Critical Litecoin Update Released After Zero-Day Exploit Incident

The Litecoin team just announced a new core version release, which contains important security updates.

In a tweet, the Litecoin official X account revealed that Core version 0.21.5.5 is now available. The Litecoin Core v0.21.5.5, a patch version release, includes important MWEB consensus hardening, node reliability improvements, wallet and mining fixes, and build/test updates. As a result, all node operators and wallet users are strongly encouraged to upgrade ASAP.

The release also contains notable changes, including important MWEB validation and state-handling fixes.

The maximum P2P protocol message length was increased to 32 MB so that valid MWEB blocks and messages fit under the message-size limit. The release also prevents the reading of the previous block from disk when constructing HogEx transactions. This also avoids including MWEB transactions in candidate blocks when their input and output commitments would sum to zero.

Tests were added and expanded for MWEB P2P messages, duplicate pegins, crash recovery, mutated blocks, mining, and wallet/RPC behavior.

The MWEB PMMR rewind corruption was fixed alongside improved MMR file write durability.

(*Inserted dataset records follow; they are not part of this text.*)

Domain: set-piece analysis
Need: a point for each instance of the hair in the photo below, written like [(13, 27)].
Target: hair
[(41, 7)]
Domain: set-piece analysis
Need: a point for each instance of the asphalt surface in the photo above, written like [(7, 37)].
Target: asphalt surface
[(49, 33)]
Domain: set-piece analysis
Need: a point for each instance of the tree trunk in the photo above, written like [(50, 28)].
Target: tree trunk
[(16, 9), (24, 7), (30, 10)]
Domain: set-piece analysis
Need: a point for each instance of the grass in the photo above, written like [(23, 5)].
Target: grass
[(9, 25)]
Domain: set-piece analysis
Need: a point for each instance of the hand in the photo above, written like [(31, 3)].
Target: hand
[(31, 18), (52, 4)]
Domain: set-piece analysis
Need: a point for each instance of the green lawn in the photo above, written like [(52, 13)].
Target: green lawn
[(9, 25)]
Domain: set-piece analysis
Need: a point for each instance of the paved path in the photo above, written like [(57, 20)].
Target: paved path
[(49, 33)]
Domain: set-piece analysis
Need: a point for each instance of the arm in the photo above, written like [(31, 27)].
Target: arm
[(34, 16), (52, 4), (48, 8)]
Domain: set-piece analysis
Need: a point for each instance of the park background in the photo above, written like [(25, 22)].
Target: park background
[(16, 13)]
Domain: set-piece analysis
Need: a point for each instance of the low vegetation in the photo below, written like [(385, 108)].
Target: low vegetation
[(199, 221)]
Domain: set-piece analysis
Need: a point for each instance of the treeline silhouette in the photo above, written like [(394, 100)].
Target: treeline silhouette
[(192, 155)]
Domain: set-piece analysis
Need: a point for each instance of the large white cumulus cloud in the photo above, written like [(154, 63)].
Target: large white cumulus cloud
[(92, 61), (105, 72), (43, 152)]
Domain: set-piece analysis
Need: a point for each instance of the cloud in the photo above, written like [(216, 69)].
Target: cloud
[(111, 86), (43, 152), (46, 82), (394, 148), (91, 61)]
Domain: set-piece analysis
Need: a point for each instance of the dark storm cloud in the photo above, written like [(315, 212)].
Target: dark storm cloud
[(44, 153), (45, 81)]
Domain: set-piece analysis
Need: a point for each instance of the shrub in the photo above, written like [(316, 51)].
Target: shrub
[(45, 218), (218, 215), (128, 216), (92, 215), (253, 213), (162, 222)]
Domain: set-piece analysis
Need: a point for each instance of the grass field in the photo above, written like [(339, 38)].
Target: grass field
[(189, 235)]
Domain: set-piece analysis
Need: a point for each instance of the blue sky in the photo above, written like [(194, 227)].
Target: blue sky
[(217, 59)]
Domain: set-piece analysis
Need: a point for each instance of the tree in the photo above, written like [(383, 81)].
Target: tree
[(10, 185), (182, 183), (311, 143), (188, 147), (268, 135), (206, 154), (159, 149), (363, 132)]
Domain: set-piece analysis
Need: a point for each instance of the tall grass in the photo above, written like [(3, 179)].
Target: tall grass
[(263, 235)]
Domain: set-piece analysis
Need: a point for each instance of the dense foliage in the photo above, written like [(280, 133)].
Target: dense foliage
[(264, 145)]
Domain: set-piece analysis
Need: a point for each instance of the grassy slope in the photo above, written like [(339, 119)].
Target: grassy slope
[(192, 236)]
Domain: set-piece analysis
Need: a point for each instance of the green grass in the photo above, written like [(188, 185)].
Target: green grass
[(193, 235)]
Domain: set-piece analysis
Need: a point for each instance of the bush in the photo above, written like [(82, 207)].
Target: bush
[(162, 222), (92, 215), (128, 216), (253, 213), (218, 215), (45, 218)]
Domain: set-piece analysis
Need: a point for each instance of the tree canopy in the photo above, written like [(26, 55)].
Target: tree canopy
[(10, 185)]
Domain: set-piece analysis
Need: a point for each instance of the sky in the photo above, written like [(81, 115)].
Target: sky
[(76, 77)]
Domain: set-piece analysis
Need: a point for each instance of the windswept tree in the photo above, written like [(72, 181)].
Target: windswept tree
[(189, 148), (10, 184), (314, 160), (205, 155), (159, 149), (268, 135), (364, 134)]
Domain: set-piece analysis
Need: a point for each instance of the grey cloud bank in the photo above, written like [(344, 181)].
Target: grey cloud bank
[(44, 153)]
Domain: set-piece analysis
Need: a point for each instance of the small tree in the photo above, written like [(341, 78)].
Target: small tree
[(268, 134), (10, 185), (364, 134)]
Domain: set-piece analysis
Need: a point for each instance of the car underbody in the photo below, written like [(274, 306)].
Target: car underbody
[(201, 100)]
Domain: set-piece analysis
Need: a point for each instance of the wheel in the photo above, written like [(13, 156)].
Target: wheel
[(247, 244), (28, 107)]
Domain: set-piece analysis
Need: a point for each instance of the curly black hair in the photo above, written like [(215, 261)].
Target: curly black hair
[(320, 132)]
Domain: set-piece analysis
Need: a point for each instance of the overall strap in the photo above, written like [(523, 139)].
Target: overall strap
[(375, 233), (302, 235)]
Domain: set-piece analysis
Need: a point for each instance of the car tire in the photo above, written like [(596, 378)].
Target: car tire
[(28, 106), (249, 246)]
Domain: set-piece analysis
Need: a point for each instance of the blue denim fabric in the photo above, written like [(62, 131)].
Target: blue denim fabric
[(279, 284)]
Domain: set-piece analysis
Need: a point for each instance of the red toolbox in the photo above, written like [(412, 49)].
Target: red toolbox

A transaction index consistency issue was fixed that could occur if writing block data failed after the index commit.

Litecoin releases report on zero day bug

In April, Litecoin suffered a zero-day bug, which caused a DoS attack that disrupted major mining pools. Non-updated mining nodes allowed an invalid MWEB transaction, allowing them to peg out coins to third party DEXs. A 13-block reorg reversed those invalid transactions, not allowing them to be included in the main chain. The Litecoin Core 0.21.5.4 was released shortly after to address the failure.

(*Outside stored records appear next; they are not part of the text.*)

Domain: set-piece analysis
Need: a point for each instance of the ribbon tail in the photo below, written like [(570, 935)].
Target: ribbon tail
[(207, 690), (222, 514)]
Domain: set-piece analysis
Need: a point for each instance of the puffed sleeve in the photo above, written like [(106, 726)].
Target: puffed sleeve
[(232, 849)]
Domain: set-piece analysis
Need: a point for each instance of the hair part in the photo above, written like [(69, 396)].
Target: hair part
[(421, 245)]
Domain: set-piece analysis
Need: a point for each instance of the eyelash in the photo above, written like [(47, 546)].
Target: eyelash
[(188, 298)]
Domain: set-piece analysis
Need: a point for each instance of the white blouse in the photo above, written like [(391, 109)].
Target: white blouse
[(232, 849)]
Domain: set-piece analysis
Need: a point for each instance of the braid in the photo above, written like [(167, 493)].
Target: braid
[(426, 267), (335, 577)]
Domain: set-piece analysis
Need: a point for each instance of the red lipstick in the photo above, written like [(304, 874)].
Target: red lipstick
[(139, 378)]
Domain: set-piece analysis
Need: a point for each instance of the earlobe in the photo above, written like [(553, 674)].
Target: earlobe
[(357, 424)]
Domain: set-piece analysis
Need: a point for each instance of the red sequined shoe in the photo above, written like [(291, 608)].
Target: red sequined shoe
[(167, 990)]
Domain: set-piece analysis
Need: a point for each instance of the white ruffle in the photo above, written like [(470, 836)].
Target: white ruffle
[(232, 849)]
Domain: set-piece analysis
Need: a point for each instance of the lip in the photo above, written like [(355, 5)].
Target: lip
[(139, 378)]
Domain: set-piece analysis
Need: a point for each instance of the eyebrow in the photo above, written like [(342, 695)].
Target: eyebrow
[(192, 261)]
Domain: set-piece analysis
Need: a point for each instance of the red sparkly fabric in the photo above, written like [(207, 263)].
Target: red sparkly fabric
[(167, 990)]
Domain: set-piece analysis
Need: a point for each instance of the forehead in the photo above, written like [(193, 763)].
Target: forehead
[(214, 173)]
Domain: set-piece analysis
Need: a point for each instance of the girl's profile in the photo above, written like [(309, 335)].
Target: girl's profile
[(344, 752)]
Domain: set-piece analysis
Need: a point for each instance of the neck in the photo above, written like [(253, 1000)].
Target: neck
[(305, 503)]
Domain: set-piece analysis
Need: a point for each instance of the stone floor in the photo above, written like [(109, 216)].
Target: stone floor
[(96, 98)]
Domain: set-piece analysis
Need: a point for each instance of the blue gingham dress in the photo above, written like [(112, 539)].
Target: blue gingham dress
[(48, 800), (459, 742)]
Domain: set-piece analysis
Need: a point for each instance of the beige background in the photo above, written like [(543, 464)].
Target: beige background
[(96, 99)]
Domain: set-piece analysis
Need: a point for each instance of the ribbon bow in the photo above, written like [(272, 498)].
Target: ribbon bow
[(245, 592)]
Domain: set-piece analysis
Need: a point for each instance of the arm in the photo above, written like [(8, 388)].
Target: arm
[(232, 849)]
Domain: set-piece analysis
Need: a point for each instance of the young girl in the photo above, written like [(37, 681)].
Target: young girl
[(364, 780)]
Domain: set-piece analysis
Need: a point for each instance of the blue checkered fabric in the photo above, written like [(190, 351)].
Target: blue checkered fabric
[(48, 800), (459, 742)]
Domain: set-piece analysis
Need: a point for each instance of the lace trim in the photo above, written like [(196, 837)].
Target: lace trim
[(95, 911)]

At April’s close, a post mortem report was released on the incident. Litecoin developers identified a critical validation bug in Litecoin’s Mimblewimble Extension Block implementation in March 2026. In April, a second attacker or tester attempted to use the same original exploit path. The upgraded nodes rejected the bad block, resulting in a 13-block invalid chain that was later reorged out after upgraded miners coordinated on the valid chain. The root bug has now been fixed.